That doesn’t mean I ignore my background. Nor does it mean that I sit around feeling kosher as corporate media constantly insults and berates the country of my birth.
Pictured – Russian SCUM
It’s a highhorse, soapbox, fingerwag that I’m talking about. The idea being that here in the West we have press freedom and journalistic ethics.

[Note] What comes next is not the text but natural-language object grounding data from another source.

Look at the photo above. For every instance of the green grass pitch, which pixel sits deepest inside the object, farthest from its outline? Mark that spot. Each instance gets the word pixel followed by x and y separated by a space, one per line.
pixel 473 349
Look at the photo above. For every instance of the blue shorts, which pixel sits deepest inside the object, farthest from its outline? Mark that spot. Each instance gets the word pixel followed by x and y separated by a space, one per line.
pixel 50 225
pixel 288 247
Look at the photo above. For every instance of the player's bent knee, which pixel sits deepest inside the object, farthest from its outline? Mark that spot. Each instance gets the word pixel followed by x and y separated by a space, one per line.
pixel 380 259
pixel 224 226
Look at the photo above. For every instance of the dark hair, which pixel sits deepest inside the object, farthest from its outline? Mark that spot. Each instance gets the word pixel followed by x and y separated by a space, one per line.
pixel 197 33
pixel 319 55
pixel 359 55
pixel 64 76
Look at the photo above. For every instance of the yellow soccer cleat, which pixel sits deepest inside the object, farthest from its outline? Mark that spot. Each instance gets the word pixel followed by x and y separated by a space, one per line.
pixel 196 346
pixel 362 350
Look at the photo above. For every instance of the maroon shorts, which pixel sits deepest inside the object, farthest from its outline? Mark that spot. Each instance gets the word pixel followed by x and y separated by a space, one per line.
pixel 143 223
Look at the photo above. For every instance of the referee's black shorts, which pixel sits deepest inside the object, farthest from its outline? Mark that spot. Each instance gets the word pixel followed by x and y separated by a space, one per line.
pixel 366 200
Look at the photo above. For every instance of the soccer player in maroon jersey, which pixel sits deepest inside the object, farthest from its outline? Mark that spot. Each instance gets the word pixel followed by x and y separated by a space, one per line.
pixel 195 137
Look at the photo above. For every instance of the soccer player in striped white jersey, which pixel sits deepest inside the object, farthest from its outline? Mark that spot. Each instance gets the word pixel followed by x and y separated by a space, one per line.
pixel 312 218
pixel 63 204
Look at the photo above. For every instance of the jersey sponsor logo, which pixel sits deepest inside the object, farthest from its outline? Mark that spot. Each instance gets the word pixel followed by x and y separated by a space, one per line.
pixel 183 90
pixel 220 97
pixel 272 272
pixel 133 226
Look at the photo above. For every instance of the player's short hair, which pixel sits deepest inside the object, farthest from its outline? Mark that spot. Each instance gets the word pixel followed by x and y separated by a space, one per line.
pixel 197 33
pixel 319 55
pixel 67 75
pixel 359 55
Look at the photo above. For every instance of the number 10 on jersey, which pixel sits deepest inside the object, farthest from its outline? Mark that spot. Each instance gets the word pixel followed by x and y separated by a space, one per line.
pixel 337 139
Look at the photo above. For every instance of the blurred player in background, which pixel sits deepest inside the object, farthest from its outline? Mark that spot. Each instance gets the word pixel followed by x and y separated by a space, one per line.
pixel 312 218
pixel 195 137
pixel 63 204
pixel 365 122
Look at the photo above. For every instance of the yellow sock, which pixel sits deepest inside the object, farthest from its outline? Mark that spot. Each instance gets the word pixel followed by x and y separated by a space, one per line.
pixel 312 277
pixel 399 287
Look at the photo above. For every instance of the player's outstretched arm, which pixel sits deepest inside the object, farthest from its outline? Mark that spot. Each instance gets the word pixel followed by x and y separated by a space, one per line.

Julian Assange who has been in confinement for nearly a decade was just arrested.
Is this Putin’s doing?
Will there be the same sort of outcry about “the fourth estate” from CNN, MSNBC, etc. that happens when Trump sends a spicy tweet to a journo?
Pictured – Guccifer
I didn’t necessarily want to comment on this unfortunate situation from this angle. Maybe that’s exactly why I should. There is information aplenty about Julian Assange and the sort of work he has done. I encourage you to seek it out and form your own opinion. I suppose my little part in decrying this outrage will be to point out the eternal hypocrisy of corporate media.
An apparatus that has overseen decades of war, income disparity, and social decline with folded arms.
I do not deny that Russia has many problems. I do not know enough about Putin to approve or disapprove. Poor behavior in the United States is certainly not an excuse for poor behavior on the part of Russia.
But one must ask who grandstands the most on these particular issues?
Maybe I will be pleasantly surprised. And I do indeed hope that ‘The West’ bears the standard it promotes in regards to Mr. Assange.